ARSITEKTUR MINANGA
Salah satu tanda kebudayaan Minanga dari masa lalu, yang hingga kini tetap terjaga adalah rumah. Pada
masyarakat Minanga, khususnya marga Semendawai, memiliki atau mengenal
dua jenis rumah tempat tinggal yang bersifat tradisional, yakni rumah ulu dan
rumah gudang.
Berdasarkan struktur bangunan, antara rumah ulu dan
rumah gudang pada prinsipnya sama, tapi pembangunan rumah gudang umumnya
cenderung mengalami beberapa modifikasi, dan tidak patuh lagi seperti
rumah-rumah ulu, terutama untuk arah hadap seperti hulu (utara), liba(selatan),
darak (barat), dan laok (timur). Perbedaan lainnya, pada rumah gudang, selalu
dibuat atau ada ventilasi yang posisinya tepat berada di atas setiap pintu dan
jendela, sedangkan pada rumah ulu tidak mengenal ventilasi udara.
Baik rumah gudang maupun rumah ulu merupakan jenis rumah panggung
atau rumah yang memiliki tiang penyangga. Bahan utama pembuatan rumah gudang
dan ulu adalah kayu atau papan.
Lantaran
rumah gudang Minanga lebih muda jika dibandingkan dengan rumah ulu, rumah
ini sudah mengenal dan menerapkan kombinasi antara bahan kayu dan paku, kaca,
cat, porselen atau marmer, genteng, dan semen. Misalnya banyak tangga atau
disebut ijan mukak rumah gudang yang terbuat dari semen berlapis keramik, atau
daun pintu dan jendelanya sudah dikombinasikan dengan kaca. Bahkan,
kecenderungan akhir-akhir ini, rumah gudang sudah menggunakan tiang penyangga
teknik cor beton dan atau batu bata, yang sebelumnya dari gelondong. Dan, di
antara tiang rumah umumnya sudah pula diberi dinding semi permanen atau
permanen, kemudian dijadikan tempat tinggal atau lambahan bah (rumah bawah).

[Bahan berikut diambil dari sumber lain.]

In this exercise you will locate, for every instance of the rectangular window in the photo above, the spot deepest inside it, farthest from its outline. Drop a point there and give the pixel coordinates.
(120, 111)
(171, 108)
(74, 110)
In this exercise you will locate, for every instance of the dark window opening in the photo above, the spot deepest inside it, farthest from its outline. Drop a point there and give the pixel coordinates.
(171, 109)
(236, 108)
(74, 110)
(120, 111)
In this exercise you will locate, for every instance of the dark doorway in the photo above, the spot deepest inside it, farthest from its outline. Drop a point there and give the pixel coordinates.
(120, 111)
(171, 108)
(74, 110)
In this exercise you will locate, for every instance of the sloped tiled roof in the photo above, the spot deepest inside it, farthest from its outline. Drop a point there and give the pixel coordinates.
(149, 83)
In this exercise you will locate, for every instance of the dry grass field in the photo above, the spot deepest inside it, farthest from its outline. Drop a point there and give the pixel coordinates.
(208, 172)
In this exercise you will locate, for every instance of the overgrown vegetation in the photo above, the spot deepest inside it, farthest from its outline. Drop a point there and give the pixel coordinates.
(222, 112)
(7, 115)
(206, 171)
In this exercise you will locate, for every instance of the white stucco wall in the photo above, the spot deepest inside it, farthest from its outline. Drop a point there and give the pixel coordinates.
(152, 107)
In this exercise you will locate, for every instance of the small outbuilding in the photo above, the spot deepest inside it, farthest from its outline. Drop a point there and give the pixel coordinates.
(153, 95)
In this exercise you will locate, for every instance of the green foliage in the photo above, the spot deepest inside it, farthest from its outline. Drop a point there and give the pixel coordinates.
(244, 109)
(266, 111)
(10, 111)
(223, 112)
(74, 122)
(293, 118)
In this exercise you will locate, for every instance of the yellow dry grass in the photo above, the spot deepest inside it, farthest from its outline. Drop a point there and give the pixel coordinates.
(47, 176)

Mengingat bahan kayu yang saat ini semakin langka dan mahal, tampaknya
masyarakat Minanga lebih banyak memilih atau membangun jenis rumah
gudang.
Rumah ulu sepenuhnya menggunakan bahan kayu atau
papan. Tiang penyangga menggunakan gelondongan, lalu tangga, dinding, pintu,
dan jendela menggunakan papan. Atap rumah dibuat dari daun enau dengan teknik
rangkai-tumpuk. Tapi mengingat daya tahan dan gampang terbakar, sekarang atap
daun enau ini diganti atap genteng.
Sambungan
kayu pada rumah ulu tidak menggunakan paku, tetapi menggunakan pasak kayu atau
bambu, termasuk untuk engsel pintu, dan jendelanya juga masih menggunakan
teknik engsel pasak. Mengingat bahan kayu yang saat ini mahal dan langka, sejak
tiga dasawarsa terakhir, masyarakat Minanga mulai jarang membangun rumah ulu.

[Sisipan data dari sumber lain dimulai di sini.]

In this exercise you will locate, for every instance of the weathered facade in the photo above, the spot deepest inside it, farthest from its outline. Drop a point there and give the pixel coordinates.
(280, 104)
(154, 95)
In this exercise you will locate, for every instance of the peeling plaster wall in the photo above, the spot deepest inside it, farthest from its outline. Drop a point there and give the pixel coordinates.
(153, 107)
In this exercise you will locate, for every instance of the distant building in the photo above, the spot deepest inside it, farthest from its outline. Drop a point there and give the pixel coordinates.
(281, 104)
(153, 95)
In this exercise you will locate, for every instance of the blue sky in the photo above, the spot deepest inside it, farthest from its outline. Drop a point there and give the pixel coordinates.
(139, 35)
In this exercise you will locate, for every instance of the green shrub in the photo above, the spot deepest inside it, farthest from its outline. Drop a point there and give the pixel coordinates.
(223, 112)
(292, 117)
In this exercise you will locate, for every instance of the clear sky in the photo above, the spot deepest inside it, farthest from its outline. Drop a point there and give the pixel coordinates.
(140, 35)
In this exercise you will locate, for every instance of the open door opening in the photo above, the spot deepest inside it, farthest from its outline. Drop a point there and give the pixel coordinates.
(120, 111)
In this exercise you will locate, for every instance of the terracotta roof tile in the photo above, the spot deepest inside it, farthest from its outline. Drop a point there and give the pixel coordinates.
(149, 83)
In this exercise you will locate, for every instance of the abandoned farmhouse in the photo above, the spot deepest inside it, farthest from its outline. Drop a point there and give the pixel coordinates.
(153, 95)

Berdasarkan struktur bangunannya, rumah ulu terbagi atas tiga
bagian, yakni bagian depan (garang), rumah bagian tengah atau utama (ambin,
haluan, dan kakudan) serta rumah bagian belakang (pawon). Bagi masyarakat Minanga, rumah tengah atau utama bersifat sakral, sedangkan garang atau pawon
bersifat profan sehingga pada pintu depan (rawang balak) dari garang ke haluan,
dan juga pada pintu belakang (rawang pawon) dari kakudan ke pawon, konstruksi
kusen pintunya dibuat tinggi atau ada langkahan (ngalangkah). Rumah tengah atau
utama dibagi menjadi tiga ruang, yaitu ambin atau kamar tidur, haluan, dan
kakudan.
Berdasarkan struktur lantai pada rumah ulu, dapat
diketahui setiap ruang memiliki hierarkis yang ditandai peninggian atau
merendahkan lantai ruangannya. Ambin memiliki kedudukan yang tertingggi (dunia atas),
selanjutnya haluan dan kakudan (dunia tengah) serta garang dan pawon (dunia
bawah). Untuk lantai haluan sama tinggi dengan lantai kakudan , dan di antara
keduanya tidak terdapat dinding.
Berdasarkan hierarki rumah ulu, haluan memiliki tingkatan yang sama dengan
kakudan, namun keduanya memiliki fungsi yang berbeda. Haluan (perempuan) dan
kakudan (laki-laki). Sebagai penanda bahwa adanya perbedaan fungsi antara
haluan dan kakudanp>, di antara lantai haluan dan kakudan diberi kayu balok
panjang yang posisinya melintang, dan di atasnya ada sangai (tiang), sebagai
perantara haluan dengan kakudan.
Sedangkan untuk lantai garang dan pawon (dunia bawah)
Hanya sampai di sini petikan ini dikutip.